I take a “leaf in the wind” approach to traveling, relying less on planning and more on just doing whatever looks fun and interesting. With that attitude I arrived in Beijing looking forward to ten days of adventure and discovery. On my very first day I met a pair of nice young women who spoke English. They invited me to have tea with them at a traditional Chinese tea shop, followed by drinks and karaoke at a nearby bar. At first I was filled with the kind of joy that came from smug self-satisfaction. I was seeing the real China, not the one manufactured by organized tours and guidebooks! Well it wouldn’t have hurt to crack open a guidebook before I arrived in Beijing, because then I would have been aware of a scam where tourists are taken to overpriced bars and tea shops and bilked out of large sums of cash. By the end of the evening those nice young women had taken me for nearly $300.

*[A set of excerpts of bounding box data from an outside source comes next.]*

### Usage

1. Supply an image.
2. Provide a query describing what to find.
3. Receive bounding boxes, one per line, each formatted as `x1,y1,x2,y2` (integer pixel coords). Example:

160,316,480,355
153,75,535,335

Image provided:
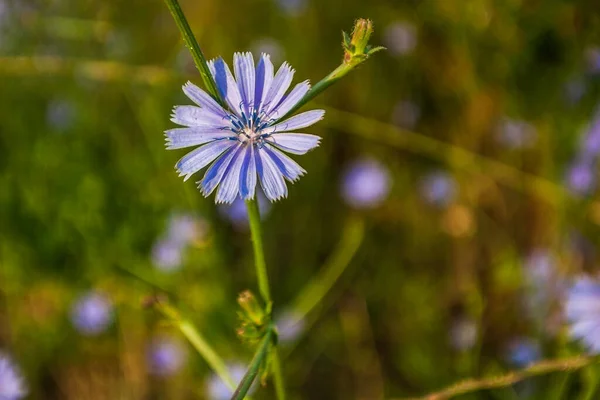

Needless to say I was very upset once I realized I had been scammed. Not just because of the money, but because once again I had reached out my hand in friendship only to have it slapped down. I had struggled to make friends my whole life with little success. Sometimes I tried too hard and sometimes I didn’t try hard enough, but either way I spent most of my time alone. On the one hand it allowed me the independence to travel anywhere I wanted on my own terms, but on the other it fostered a deep sense of loneliness that made me fair game to any con artist with a smile and a few kind words.
I decided to get out of the city and visit Chengde. The town is best known for Mountain Resort, an imperial palace and garden that served as the summer residence of China’s last emperors. I went there with no intentions other than to look around, eat, and go back to the hotel. The grounds were enormous and took all day to explore. I was awed by the beauty of both the terrain and the buildings, some of which were older than the United States. While walking through a field I thought I heard someone yell out “hello!” I ignored it at first, but then I heard it again. I turned around and saw a small group of people sitting underneath a tree, inadvertently making eye contact with the woman who had been calling out to me. “Hello!” She shouted one more time as she gestured me to come over. I suddenly found myself walking in her direction, reasoning that it wouldn’t cost me anything just to say hello.
The woman smiled and introduced herself as Lin, and then she introduced me to her two children, her sister, and her sister’s two children. We sat and chatted until the sun began to set, and then she invited me to have dinner with them. Despite the huge red flag being waved in my face, I said yes. We ventured into town to a very nice restaurant, where we met up with Lin’s husband, brother-in-law, and parents. Dinner was a meal fit for an emperor. We enjoyed traditional Chinese dishes such as crispy peking duck, savory pork dumplings and tender steamed vegetables. Only Lin spoke English well enough to carry a conversation, but the rest of the family was very friendly and tried to make me feel welcome.
Unfortunately due to my previous experience with friendly people I was unable to relax completely, fearing that I would be stuck paying for everything again. Why did I agree to this? Why was I such a sucker? Why was I constantly setting myself up for crushing disappointment? My questions were answered when the bill arrived. Lin picked up the tab, expressed how happy she and her family were to meet me, and hoped I would enjoy the rest of my time in their country. And I did. I saw many amazing places and met many nice people, none of whom tried to rip me off.
The world isn’t always such a great place. There are some people who will try to take advantage of you, and that doesn’t change just because you go on vacation. Every time you put yourself out there you run the risk of getting burned, and sometimes you will. But if that’s the price to pay for a lifetime of wonderful memories, then I’ll bring some burn cream when I set off on my next adventure.